「もうできません」。泣きつく女に「お前は犯罪者だ。孫に危害を加えるぞ」――闇バイト 恐怖で言いなりになった母は、息子や娘の前で一部始終を明かした〈法廷傍聴記〉

「借金があり、家族に迷惑をかけたくなかった」。傍聴席で息子や娘が見つめる中、母親で被告の50代女は終始むせび泣いていた。 警察官になりすまして鹿児島市の高齢女性からキャッシュカードを盗み、現金約82万円を引き出した。いわゆる「受け子」と「出し子」の役割を担ったとして窃盗の罪に問われた。 「警察に相談できなかったのか」。
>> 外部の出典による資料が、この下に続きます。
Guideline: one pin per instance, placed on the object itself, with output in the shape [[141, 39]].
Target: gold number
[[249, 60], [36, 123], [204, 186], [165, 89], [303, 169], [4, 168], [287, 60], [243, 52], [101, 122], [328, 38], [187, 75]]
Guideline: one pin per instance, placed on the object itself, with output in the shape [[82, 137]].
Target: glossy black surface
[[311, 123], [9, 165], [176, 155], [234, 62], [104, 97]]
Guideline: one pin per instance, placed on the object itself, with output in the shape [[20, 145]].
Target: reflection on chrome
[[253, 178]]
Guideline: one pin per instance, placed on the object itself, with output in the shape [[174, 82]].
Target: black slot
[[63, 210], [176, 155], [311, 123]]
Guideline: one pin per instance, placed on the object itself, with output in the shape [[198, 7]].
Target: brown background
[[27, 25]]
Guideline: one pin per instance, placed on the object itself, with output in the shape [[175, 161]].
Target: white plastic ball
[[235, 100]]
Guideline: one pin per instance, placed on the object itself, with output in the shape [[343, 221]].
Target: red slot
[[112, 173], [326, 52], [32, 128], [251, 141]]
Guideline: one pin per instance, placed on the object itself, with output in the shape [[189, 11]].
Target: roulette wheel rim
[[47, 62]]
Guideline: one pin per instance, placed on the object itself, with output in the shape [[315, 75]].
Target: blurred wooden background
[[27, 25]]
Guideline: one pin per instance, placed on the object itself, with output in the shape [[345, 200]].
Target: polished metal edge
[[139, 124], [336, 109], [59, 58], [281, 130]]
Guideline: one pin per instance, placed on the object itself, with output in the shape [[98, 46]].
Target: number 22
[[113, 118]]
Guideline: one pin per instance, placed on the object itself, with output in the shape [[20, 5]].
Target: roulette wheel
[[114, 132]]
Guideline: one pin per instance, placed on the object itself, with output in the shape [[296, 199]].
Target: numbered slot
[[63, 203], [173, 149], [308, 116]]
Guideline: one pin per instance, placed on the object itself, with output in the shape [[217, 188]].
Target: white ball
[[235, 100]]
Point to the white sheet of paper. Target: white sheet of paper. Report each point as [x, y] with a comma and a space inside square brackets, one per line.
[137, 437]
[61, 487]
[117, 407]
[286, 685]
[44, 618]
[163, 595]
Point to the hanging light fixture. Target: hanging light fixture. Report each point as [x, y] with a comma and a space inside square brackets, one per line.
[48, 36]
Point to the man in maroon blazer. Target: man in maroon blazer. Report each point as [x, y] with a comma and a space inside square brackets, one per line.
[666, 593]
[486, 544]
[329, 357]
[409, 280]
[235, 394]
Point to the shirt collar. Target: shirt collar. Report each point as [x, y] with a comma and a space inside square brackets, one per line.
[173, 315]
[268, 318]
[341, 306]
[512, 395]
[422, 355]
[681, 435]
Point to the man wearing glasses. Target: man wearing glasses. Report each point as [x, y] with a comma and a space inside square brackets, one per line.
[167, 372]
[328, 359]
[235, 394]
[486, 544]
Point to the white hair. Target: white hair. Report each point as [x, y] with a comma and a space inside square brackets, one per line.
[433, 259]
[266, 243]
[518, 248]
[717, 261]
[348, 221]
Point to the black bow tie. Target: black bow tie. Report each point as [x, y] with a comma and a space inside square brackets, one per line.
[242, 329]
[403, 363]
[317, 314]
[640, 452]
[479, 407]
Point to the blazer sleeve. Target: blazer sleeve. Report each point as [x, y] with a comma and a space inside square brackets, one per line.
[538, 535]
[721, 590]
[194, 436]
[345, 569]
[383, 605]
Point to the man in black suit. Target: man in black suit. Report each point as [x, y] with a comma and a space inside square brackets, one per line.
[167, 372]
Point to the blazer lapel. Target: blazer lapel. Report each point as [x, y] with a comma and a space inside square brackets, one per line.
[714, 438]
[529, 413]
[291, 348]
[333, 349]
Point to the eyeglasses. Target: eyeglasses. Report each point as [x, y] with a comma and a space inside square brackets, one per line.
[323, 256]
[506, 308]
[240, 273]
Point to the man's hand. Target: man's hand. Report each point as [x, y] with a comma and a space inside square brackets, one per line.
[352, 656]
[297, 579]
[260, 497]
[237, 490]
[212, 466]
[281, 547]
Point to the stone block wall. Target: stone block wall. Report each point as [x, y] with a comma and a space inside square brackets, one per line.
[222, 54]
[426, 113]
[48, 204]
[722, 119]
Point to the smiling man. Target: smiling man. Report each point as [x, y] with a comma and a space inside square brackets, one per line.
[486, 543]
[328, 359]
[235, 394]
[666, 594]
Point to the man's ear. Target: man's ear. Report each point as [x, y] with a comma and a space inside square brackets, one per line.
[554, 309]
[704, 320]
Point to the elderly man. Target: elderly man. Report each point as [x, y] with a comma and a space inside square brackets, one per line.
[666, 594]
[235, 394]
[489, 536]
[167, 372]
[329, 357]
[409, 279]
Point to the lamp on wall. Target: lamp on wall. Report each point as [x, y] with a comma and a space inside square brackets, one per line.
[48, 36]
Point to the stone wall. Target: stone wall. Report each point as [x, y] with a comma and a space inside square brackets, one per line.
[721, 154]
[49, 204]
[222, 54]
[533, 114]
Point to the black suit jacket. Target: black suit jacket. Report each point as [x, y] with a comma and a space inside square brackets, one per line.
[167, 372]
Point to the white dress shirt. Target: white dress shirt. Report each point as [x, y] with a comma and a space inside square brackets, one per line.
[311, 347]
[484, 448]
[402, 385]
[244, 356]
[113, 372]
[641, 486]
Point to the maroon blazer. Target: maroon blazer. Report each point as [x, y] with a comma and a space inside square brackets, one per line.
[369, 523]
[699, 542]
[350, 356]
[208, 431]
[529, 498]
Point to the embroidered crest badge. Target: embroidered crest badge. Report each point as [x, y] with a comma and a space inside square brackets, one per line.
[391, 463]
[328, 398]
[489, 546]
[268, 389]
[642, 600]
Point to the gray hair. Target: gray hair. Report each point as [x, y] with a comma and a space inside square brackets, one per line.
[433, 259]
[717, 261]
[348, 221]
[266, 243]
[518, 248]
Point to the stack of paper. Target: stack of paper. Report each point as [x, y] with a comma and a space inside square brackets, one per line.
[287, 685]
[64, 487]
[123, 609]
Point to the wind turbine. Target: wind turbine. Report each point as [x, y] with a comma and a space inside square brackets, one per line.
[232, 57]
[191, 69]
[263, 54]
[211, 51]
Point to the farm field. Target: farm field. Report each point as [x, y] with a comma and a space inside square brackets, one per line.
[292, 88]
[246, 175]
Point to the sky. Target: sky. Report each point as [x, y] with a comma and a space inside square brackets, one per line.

弁護人からの問いに、女は「パニックや恐怖に支配されていた」と泣きながら振り返った。 アルバイト・高時給-。約200万円の借金を抱えていた女はスマホで見つけたネット広告に目が留まった。「介護関係」とある。電話すると、男から「お年寄りの身の回りの世話をする仕事」と説明を受けた。 その後、秘匿性の高い通信アプリ「テレグラム」でやり取りが始まった。“初仕事”として「アカサキ」と名乗る男から、無人の高齢者宅でキャッシュカードを探すよう指示があった。「おかしいかも」。違和感を覚えながらも家に入った。しかし、キャッシュカードは見つからなかった。